Four former city of Las Vegas officials have put the city on notice that they may sue over their ousters in June.
The ex-officials — Housing Director Chris Barela, Finance Director Ann Marie Gallegos, Recreation Director Mark Loera and City Clerk CherylAnn Yara — filed their notice with the city Sept. 10.
They were among six officials dismissed in late June. The action happened in the first months of Tony Marquez’s reign as mayor.
The other dismissed officials were Fire Chief Andrew Duran and Public Works Director Carlos Ortiz. A day after the firings, city officials decided to keep Ortiz in a lower-paying projects coordinator position.
The officials’ notice to the city was addressed to, among others, Marquez and council members Diane Moore and Andrew Feldman, all of whom voted for the ousters. Not listed were Morris Madrid and Cruz Roybal, who voted against the firings.
The ousted officials’ names aren’t listed in the local phonebook, so they couldn’t be reached for comment. Their notice didn’t include the name of an attorney.
The four former officials stated in the letter that their causes of action include violation of civil rights, defamation, wrongful discharge, negligence and violation of due process.

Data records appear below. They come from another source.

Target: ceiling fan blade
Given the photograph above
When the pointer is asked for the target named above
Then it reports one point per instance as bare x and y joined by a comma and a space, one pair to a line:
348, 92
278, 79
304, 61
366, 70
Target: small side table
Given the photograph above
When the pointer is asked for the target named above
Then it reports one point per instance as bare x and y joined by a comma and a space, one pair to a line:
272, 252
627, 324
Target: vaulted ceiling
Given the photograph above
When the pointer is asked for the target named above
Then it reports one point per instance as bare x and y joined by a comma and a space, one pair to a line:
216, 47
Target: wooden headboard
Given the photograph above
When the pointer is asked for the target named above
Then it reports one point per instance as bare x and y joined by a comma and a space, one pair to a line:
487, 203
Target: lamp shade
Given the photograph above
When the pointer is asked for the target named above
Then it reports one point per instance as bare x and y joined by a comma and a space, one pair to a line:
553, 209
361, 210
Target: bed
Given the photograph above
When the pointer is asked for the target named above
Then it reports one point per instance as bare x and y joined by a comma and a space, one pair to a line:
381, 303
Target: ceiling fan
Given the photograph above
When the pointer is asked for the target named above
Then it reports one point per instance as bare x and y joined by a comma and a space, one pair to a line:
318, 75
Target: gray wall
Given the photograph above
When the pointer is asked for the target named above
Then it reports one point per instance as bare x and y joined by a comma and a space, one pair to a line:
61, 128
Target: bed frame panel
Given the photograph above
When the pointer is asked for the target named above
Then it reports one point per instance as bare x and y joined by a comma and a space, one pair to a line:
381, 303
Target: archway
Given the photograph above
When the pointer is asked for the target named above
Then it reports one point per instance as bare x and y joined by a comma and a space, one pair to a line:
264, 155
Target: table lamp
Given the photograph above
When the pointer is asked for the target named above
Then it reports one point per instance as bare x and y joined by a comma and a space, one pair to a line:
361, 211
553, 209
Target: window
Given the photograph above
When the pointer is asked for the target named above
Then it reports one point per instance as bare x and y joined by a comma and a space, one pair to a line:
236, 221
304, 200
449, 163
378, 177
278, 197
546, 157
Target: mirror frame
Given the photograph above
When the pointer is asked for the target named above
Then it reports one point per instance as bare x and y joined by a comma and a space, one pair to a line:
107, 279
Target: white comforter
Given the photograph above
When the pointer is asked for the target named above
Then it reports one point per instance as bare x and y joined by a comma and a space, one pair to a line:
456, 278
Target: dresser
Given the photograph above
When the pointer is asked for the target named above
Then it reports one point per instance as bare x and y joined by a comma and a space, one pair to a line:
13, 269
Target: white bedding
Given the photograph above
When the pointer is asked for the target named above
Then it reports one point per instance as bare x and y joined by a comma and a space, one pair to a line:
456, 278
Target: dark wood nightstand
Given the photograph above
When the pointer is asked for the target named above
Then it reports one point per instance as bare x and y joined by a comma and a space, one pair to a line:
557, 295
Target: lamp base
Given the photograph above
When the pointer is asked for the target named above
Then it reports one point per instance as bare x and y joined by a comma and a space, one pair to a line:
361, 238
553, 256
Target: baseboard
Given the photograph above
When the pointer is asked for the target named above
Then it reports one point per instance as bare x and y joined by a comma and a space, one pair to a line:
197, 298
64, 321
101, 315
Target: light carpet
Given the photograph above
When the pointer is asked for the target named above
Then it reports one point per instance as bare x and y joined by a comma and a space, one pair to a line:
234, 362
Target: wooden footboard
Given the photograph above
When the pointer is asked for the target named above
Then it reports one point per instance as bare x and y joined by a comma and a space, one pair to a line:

The specific alleged violations include:
• The reorganizational meeting was not timely held.
• The recommendation for the termination by the interim city manager, Jeff Condrey, was not given in accord with the law. In fact, the manager disagreed with the terminations.
• There was improper legal notice of the terminations.
• The terminations defamed the fired employees.
• There was no “just cause” for the termination of the housing director.
• The city attorney, Carlos Quiones, failed in his duty to research the issues and give correct advice.
• The terminations were acts of retaliation against the employees for their support of other candidates or because of whistleblower activities.
The four former officials want their terminations to be declared null and void. They are asking to be reinstated immediately or made whole for their losses.
During the June 23 council meeting, Condrey made the recommendations for the firings. But when Councilman Morris Madrid questioned Condrey about the reasons, the manager wouldn’t answer directly.
Condrey said he made the decision “in consultation with the mayor ... it’s his call.
Madrid asked for Condrey’s personal opinion on the terminations — to which Condrey said it was “irrelevant.”
At the meeting, Madrid questioned the legality of revisiting business conducted at the council’s organizational meeting’s held three months before — when department heads were given temporary, 90-day appointments to their positions.
The week after the meeting, Madrid said that because the city charter-required organizational meeting had been adjourned so long before, directors would have to get a hearing if the city wanted to fire them.
The mayor said this morning that the understanding was that the officials were reappointed for 90 days.
“They are exempt and serve at will,” he said.
He said he treated all employee equally, regardless of the candidates they supported in the mayoral race.